Cracked Heat Exchanger: What It Means and What You can Do Next

September 20, 2022

A furnace is often a background player at home, helping keep you warm in the cold winter months. It frequently isn't noticed until something breaks down.

One root cause could be that your furnace has a cracked heat exchanger. It can be a safety risk, so it’s important to learn the symptoms of a cracked heat exchanger and what to do if you believe that might be the problem.

What Is a Heat Exchanger in a Furnace?

A heat exchanger helps move heat from the combustion chamber of your furnace to the air that circulates throughout the ventilation. It typically handles this through coils or tubes that heat up the air while acting as a barrier to keep byproducts formed in the combustion chamber, called flue gasses, from leaking out into your home.

Is a Cracked Heat Exchanger Dangerous?

Given its central role, it’s no surprise that a damaged heat exchanger can be very dangerous. Cracks in the heat exchanger can enable dangerous gasses – such as carbon monoxide, which can be lethal – to flow throughout your home.

For that reason, do NOT turn on your furnace if you think it has a cracked heat exchanger, as this could make the entire family ill. Contact an HVAC professional right away if you are worried your furnace has a cracked heat exchanger that should be repaired.

Four Warning Signs of a Cracked Heat Exchanger:

  • Furnace switches off: A crack in your heat exchanger may cause your furnace to switch off.
  • Strange Smells: If the air coming out of your furnace has an intense chemical odor, it might be an indicator that gasses are seeping through cracks in your heat exchanger.
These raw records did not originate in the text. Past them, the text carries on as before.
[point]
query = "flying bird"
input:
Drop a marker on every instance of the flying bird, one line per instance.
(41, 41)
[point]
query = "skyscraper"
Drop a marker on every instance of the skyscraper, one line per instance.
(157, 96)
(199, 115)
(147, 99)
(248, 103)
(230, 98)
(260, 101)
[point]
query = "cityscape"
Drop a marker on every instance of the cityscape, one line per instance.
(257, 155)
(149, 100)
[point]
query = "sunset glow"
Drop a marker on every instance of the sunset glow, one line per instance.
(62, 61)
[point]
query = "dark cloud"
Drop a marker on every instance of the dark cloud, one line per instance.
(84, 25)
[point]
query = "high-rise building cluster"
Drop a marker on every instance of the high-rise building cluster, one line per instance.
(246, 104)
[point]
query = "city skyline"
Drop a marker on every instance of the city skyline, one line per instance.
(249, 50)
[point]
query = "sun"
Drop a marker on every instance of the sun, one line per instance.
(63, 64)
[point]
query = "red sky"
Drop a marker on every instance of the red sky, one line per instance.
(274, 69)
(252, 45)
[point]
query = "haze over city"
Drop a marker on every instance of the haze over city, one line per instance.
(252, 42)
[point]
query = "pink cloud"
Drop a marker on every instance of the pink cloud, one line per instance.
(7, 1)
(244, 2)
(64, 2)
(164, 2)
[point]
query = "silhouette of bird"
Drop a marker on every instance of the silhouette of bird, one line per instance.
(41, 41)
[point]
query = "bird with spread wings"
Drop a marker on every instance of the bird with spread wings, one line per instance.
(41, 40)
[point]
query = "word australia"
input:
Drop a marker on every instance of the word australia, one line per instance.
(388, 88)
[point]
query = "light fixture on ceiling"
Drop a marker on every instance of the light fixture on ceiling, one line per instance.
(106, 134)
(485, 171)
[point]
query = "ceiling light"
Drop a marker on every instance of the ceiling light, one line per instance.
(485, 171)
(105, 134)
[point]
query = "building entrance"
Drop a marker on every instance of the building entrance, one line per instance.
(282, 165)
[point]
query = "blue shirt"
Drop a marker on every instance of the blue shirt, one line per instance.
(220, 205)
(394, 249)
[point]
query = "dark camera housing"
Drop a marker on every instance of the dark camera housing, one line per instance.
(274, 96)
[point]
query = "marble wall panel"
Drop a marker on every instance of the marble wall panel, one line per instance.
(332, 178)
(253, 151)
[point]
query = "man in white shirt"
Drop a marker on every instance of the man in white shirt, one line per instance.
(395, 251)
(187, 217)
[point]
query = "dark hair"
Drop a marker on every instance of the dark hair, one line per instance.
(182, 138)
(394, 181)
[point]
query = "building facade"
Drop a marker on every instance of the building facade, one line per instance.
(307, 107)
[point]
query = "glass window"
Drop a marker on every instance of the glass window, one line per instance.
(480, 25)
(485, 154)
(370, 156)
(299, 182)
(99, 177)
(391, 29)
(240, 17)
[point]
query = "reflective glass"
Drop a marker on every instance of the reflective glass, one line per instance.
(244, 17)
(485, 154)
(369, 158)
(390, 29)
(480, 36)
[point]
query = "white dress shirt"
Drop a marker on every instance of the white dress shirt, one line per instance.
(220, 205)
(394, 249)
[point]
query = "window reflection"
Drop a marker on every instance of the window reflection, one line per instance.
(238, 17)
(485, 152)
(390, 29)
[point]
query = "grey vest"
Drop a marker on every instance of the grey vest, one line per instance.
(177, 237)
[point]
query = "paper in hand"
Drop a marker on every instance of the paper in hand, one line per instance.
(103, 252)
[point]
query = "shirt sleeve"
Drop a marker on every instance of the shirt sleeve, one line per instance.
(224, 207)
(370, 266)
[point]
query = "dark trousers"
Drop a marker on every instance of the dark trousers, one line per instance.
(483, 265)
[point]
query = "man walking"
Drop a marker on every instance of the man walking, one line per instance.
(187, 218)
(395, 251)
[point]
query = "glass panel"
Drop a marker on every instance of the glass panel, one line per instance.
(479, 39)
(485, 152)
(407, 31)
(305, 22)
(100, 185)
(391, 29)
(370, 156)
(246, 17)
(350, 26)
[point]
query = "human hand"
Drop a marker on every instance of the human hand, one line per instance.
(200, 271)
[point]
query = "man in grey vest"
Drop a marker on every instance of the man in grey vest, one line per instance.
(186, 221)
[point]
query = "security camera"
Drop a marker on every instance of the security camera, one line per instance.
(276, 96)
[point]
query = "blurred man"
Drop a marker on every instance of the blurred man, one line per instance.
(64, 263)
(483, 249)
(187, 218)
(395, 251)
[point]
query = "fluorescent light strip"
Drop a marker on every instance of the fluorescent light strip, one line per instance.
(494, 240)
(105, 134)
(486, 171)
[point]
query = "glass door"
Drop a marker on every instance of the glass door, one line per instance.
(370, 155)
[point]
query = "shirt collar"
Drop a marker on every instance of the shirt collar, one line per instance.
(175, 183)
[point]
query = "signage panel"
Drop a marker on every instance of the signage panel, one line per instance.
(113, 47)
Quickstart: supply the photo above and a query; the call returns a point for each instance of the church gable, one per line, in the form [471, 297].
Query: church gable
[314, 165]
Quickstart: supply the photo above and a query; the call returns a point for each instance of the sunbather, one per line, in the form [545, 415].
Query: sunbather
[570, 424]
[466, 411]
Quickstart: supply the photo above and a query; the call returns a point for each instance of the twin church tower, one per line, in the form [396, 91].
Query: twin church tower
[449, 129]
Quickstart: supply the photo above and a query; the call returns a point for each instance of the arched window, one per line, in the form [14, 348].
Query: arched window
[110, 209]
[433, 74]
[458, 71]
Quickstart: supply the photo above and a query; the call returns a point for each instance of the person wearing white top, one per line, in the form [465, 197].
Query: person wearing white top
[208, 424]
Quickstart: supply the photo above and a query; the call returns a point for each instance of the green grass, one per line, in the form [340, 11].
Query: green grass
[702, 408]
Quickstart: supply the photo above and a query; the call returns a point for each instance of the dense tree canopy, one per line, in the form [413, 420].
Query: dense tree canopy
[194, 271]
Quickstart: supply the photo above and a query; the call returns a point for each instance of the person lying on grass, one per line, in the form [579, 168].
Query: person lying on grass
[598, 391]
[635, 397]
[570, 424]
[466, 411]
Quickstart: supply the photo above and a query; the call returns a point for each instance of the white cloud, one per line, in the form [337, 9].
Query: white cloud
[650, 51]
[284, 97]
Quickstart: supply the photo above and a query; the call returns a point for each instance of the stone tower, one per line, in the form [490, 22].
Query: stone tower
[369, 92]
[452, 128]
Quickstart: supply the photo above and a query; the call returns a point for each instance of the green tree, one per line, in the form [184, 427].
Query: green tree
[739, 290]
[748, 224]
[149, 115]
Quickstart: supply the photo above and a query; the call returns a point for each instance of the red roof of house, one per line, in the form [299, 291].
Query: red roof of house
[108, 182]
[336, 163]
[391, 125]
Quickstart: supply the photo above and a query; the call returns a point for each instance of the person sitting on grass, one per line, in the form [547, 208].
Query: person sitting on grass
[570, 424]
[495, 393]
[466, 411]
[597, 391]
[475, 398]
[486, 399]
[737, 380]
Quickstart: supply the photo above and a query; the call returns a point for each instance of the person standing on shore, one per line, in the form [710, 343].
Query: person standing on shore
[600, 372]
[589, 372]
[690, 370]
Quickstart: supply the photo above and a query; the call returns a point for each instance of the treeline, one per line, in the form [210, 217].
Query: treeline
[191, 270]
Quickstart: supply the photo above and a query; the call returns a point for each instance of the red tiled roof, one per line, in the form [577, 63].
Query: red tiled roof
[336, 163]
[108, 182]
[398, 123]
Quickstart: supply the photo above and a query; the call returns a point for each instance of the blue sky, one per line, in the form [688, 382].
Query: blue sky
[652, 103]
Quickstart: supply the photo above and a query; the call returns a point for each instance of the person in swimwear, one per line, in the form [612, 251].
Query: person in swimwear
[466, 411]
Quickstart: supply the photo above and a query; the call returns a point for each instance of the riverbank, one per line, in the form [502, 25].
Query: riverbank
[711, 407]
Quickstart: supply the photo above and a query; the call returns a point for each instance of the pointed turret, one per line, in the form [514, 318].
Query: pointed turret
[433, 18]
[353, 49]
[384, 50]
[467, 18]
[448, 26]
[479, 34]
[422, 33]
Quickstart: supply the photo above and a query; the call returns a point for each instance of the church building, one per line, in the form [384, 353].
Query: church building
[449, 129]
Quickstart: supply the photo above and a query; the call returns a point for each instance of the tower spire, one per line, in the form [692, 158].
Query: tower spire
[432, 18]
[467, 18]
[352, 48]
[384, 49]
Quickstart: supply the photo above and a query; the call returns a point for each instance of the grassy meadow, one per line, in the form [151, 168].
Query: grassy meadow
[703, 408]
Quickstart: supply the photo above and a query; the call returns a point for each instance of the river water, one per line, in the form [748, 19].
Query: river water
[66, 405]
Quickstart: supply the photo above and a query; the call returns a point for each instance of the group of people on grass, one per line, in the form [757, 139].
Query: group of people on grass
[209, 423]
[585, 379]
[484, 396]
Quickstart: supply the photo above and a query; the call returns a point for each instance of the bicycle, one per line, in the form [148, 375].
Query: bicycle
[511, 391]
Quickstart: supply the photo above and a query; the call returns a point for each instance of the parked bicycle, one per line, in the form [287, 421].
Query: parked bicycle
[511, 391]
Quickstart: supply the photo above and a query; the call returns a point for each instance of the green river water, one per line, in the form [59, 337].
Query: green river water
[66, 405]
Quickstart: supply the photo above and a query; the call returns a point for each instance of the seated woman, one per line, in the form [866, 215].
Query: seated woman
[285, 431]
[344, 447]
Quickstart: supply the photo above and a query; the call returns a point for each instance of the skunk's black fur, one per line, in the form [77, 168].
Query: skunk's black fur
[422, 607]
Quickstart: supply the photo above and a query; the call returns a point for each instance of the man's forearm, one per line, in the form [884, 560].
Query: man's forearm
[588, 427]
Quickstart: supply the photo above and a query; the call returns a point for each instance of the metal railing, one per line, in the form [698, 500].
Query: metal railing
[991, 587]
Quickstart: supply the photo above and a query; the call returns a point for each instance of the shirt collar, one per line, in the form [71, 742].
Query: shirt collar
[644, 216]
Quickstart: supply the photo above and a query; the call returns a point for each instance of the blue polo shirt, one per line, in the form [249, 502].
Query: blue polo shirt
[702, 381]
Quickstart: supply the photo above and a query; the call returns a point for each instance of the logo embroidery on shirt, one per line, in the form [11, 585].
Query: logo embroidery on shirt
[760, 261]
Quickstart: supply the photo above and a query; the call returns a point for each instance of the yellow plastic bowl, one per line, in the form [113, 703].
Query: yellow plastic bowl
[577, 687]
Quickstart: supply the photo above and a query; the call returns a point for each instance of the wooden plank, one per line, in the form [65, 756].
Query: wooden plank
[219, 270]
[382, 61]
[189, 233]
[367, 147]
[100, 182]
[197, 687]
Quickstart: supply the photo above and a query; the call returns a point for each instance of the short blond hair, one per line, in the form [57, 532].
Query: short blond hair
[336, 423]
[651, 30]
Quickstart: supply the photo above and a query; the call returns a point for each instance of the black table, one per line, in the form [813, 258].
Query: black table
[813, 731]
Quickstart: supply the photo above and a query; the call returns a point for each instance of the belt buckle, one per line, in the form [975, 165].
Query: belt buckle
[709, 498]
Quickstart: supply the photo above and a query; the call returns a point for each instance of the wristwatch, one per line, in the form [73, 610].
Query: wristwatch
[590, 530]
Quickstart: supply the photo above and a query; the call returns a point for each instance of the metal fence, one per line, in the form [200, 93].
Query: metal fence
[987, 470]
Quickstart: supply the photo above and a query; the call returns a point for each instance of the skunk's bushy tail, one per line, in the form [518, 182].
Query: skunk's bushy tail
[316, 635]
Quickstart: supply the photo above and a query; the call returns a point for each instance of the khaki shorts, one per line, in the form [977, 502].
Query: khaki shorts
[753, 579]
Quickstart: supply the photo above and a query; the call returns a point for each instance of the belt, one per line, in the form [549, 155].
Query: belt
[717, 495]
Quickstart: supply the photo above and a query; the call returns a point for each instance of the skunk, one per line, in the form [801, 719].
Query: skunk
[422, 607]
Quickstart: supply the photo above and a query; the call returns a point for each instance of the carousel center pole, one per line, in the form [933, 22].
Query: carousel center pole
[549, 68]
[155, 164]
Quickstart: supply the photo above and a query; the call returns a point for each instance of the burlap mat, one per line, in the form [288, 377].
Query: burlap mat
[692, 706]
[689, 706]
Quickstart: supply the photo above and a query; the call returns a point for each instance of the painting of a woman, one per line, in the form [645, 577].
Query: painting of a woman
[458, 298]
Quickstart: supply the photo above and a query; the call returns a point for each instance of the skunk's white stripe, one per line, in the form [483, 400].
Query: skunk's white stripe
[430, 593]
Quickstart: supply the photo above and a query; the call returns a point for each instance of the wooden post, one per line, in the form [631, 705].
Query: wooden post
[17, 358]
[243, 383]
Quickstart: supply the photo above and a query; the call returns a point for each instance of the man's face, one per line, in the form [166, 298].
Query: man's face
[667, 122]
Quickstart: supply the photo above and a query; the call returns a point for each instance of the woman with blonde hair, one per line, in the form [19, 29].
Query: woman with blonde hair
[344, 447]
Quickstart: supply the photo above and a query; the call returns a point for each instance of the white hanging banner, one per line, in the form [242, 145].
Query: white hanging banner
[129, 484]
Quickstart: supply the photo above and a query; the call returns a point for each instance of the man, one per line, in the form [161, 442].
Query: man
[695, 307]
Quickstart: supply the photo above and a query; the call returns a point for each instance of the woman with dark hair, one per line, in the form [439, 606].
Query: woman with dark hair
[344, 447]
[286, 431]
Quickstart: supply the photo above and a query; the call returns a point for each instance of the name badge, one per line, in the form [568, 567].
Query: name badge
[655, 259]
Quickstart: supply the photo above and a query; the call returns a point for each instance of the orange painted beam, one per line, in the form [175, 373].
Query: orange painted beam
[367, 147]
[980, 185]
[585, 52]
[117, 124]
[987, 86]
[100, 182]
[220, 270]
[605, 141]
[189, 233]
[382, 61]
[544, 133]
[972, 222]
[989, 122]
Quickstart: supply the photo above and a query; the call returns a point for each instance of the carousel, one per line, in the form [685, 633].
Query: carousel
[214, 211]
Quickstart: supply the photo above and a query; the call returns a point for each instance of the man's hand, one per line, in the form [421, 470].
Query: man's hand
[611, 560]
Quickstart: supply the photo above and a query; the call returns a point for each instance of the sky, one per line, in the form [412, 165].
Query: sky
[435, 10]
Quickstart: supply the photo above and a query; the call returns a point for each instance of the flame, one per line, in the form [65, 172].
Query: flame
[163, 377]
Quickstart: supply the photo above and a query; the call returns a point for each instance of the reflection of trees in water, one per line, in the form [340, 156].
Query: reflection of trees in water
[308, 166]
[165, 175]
These gasses, which will often smell like formaldehyde, are a common warning sign.
  • Carbon monoxide alarm goes off or you feel symptoms of poisoning: If a cracked heat exchanger is releasing carbon monoxide into your home, your carbon monoxide alarm may go off or household members could experience signs of carbon monoxide poisoning. Complications include headaches, dizziness, weakness, nausea, vomiting or feeling tired. If your alarm goes off or you feel unusually tired, leave the home immediately and then call for help.
  • Soot: If you notice black sooty collecting near the exterior of your furnace, it’s another sign something may be seriously wrong.

What to Do if a Furnace Heat Exchanger is Cracked

If you worry your furnace has a cracked heat exchanger, hire a pro experienced in furnace installation Mankato area right away so they can take a look at your system and, if needed, handle a furnace heat exchanger replacement. Costs should vary depending on the situation, but estimates often hover around $1,000 to $3,000.

Estimates aside, the good news is that heat exchangers are generally covered by the warranty. You’ll want to review the warranty paperwork on your furnace, since while the warranty won't always cover the entire cost of repairs, it can significantly reduce your bill.

How to Prevent a Cracked Heat Exchanger in Your Home

One of the best ways to avoid problems in your furnace overall is through routine furnace maintenance. Furnaces offer the most benefits when they run efficiently. Hiring a certified professional to check your furnace for broken-down parts, clogs in the air filters and other likely problems can keep you from getting a big bill later on.

It’s also a good idea to take a look at your furnace filters every few months – it’s encouraged some filters be replaced every 90 days or sooner if they are dirty or grimy. While the filters aren't connected to the heat exchanger itself, the strain of pulling air through a clogged filter makes the entire furnace work more vigorously to complete its job. And the harder your furnace needs to run, the more deterioration pieces like the heat exchanger will endure.